Giving primary-care docs training, tools to manage dementia
Cognition in Primary Care
Clinicians interested to learn more about the program can visit Cognition-PrimaryCare.org.
U.S. healthcare systems face a crisis of being woefully unable to provide it adequately for the next two decades. Primary-care clinicians say they need more training in it. Patients really want to talk about it with their trusted medical advisers.
“It” is the diagnosis and care of dementia, whose U.S. incidence is forecast to more than double by 2050. Such a case volume is far beyond what could be managed by specialists in this area, typically neurologists and geriatricians.
Dr. Barak Gaster, professor (General Internal Medicine) is building a program to help healthcare systems meet this colossal need. While maintaining a busy primary-care practice, he has spent the past seven years learning all he can about dementia: red flags, diagnostics, how to talk with patients and families, and treatment options.
The result of this immersion is “Cognition in Primary Care,” which Gaster describes as a “simple, easy-lift intervention” that first-line clinicians critically need.
“I think they increasingly realize they need a better skill set for dementia,” he says. “Your primary-care doctor has the understanding and tools to ask smart questions in most areas, but many feel like they need more knowledge, more confidence and better tools when a patient says, ‘I might be having memory problems.’”
Diagnosing and treating dementia was barely taught about 20 years ago when Gaster was in medical school. Although this is starting to change, he said, generations of clinicians in practice are unprepared to respond to the surging wave of patient need, which motivates him to get dementia-focused training to them.

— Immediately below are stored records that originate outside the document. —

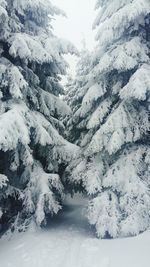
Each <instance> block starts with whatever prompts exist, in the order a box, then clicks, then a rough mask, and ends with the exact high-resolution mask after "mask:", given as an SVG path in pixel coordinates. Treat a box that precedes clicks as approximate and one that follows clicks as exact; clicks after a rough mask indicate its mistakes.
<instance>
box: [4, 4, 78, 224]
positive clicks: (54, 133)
mask: <svg viewBox="0 0 150 267" xmlns="http://www.w3.org/2000/svg"><path fill="white" fill-rule="evenodd" d="M58 14H62V15H63V12H62V11H61V10H59V9H58V8H57V7H55V6H53V5H52V4H51V2H50V1H49V0H32V1H30V0H0V217H1V220H0V223H1V224H4V225H5V224H10V222H13V221H14V218H16V220H15V225H17V224H22V223H23V222H25V224H24V225H26V223H27V224H28V223H29V222H30V221H31V219H33V220H34V221H35V222H36V223H37V225H42V224H44V223H45V222H46V216H47V215H49V214H51V215H52V214H57V212H58V211H59V210H60V209H61V200H62V197H63V185H62V183H61V179H60V175H61V173H62V168H63V166H65V165H66V164H67V162H68V161H70V159H71V158H72V157H73V154H74V152H75V151H76V146H74V145H71V144H70V143H69V142H67V141H66V140H65V139H64V138H63V137H62V134H63V132H64V125H63V123H62V118H63V117H65V116H67V115H68V114H70V109H69V108H68V107H67V106H66V104H65V103H64V102H63V101H62V100H60V99H59V94H63V88H62V86H61V85H60V83H59V82H60V75H61V74H65V70H66V67H67V64H66V62H65V61H64V59H63V54H64V53H68V52H69V53H76V50H75V49H74V47H73V46H72V45H71V44H70V43H69V42H66V41H65V40H61V39H58V38H57V37H56V36H54V35H53V32H52V27H51V24H50V23H51V19H52V17H53V16H54V15H58Z"/></svg>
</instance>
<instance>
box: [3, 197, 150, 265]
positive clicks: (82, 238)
mask: <svg viewBox="0 0 150 267" xmlns="http://www.w3.org/2000/svg"><path fill="white" fill-rule="evenodd" d="M67 202H68V201H67ZM84 205H85V203H82V202H81V200H80V199H79V200H77V199H76V200H71V199H69V203H66V206H65V209H64V212H63V213H60V215H59V216H58V217H57V219H53V220H52V221H51V222H50V224H49V227H48V228H47V229H45V230H36V231H30V232H28V233H22V234H17V235H15V236H14V237H13V238H12V239H11V240H9V241H8V240H0V267H150V231H148V232H145V233H144V234H141V235H140V236H138V237H135V238H126V239H116V240H98V239H97V238H96V237H95V236H94V235H93V234H92V229H91V228H90V227H89V225H88V223H87V221H86V218H85V210H84V208H83V207H84Z"/></svg>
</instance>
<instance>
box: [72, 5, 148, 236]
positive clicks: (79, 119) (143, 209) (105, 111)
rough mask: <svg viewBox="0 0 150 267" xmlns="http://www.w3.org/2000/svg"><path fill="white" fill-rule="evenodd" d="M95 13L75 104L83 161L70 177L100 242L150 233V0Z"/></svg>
mask: <svg viewBox="0 0 150 267" xmlns="http://www.w3.org/2000/svg"><path fill="white" fill-rule="evenodd" d="M96 8H97V9H98V15H97V18H96V20H95V23H94V28H97V29H98V30H97V35H96V39H97V46H96V49H95V51H94V52H93V55H92V62H91V65H90V70H89V71H88V75H87V76H86V78H87V81H86V85H85V86H84V85H83V86H82V85H81V84H79V85H78V89H75V90H74V92H77V95H76V96H74V97H73V99H74V98H75V99H76V100H77V103H76V102H74V100H73V101H72V100H71V106H72V109H73V110H74V109H76V112H75V114H74V117H73V120H72V121H73V122H74V121H76V122H77V123H76V124H75V127H76V129H77V130H78V129H81V131H82V133H81V134H80V136H82V137H81V139H80V146H81V148H82V154H81V155H80V156H79V157H78V158H77V159H76V160H75V161H73V162H72V163H71V164H70V166H69V167H68V169H67V173H69V174H70V175H71V178H70V183H71V182H73V183H75V184H82V186H83V188H84V189H85V190H86V192H87V194H88V195H89V196H90V201H89V205H88V219H89V222H90V224H91V225H94V226H95V229H96V233H97V235H98V237H101V238H103V237H106V236H111V237H113V238H115V237H120V236H131V235H137V234H139V233H140V232H142V231H144V230H146V229H147V228H148V227H149V226H150V191H149V188H150V179H149V173H150V142H149V138H150V136H149V132H150V122H149V110H150V1H149V0H121V1H120V0H98V1H97V4H96ZM85 64H86V63H85ZM71 94H72V93H71V92H70V95H71ZM75 106H76V107H75ZM81 125H82V126H81ZM72 134H73V133H72ZM73 138H75V139H76V136H74V137H72V139H73ZM77 138H78V136H77ZM76 140H77V139H76ZM68 179H69V178H68Z"/></svg>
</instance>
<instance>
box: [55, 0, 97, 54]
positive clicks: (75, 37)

The Cognition in Primary Care program blends brief education modules with easy-to-use electronic health record tools to put the training into practice. With government funding obtained by epidemiologist and researcher Annette Fitzpatrick, Gaster and colleague Jacqueline Raetz, a family physician, wove clinical best practices into an approach that feasibly fits with the many other tasks that rain on the primary-care umbrella.
UW Medicine has offered the course to all of its primary-care clinicians across greater Seattle. One early adopter was Dr. Nina Maisterra.
“It’s user-friendly, which I think is because these (content creators) are people who understand that our day-to-day job leaves us about 10 minutes to learn something new,” Maisterra said.
The content, she said, was broken into three digestible parts:
- Identifying patients at risk, screening for red flags and modifying risk factors.
- Testing in more detail to establish a diagnosis, and providing a referral if appropriate.
- Offering follow-up treatment, support and ongoing surveillance, in primary care or with neurology.
Maisterra also cited the value of having program-focused shortcuts embedded in the Epic (electronic medical record) system.
“Until it became muscle memory,” she said, “it was great to refer to dot phrases they built. In primary care, we don’t usually get content that’s this user-friendly.”
In her first few patient cases following the new cognitive-care protocol, Maisterra had more confidence, she said.
“It felt so good to have this information instead of thinking, ‘How do I handle this?’ or just write a referral. I had been using a screening tool to kind of improvise. It was fine, but having a more validated approach was very helpful.”
One case involved a familiar patient, a woman in her late 60’s, whose family expressed concern about her memory lapses.
“We went through this process, the questionnaires and the testing and the follow-up visits. She ended up not having (a diagnosis of cognitive impairment), which of course was a relief for them, but based on our conversations, we got her hearing aids updated and eliminated some medications for other issues that might have been contributing to her cognitive symptoms. And she had lapsed on using her CPAP (for sleep), so we got that going again, and she cut down on her alcohol use,” Maisterra said. “When I saw her back, she was feeling a lot better.”
She added, “This is someone who benefited from a primary-care visit that happened sooner instead of having to wait months, maybe, to get on a specialist’s schedule.”
It’s an example of the offloading that Gaster envisions with this program.
“This is not replacing specialty care — I want to be clear on that. But it is partnering better with specialty care. It’s just better care.”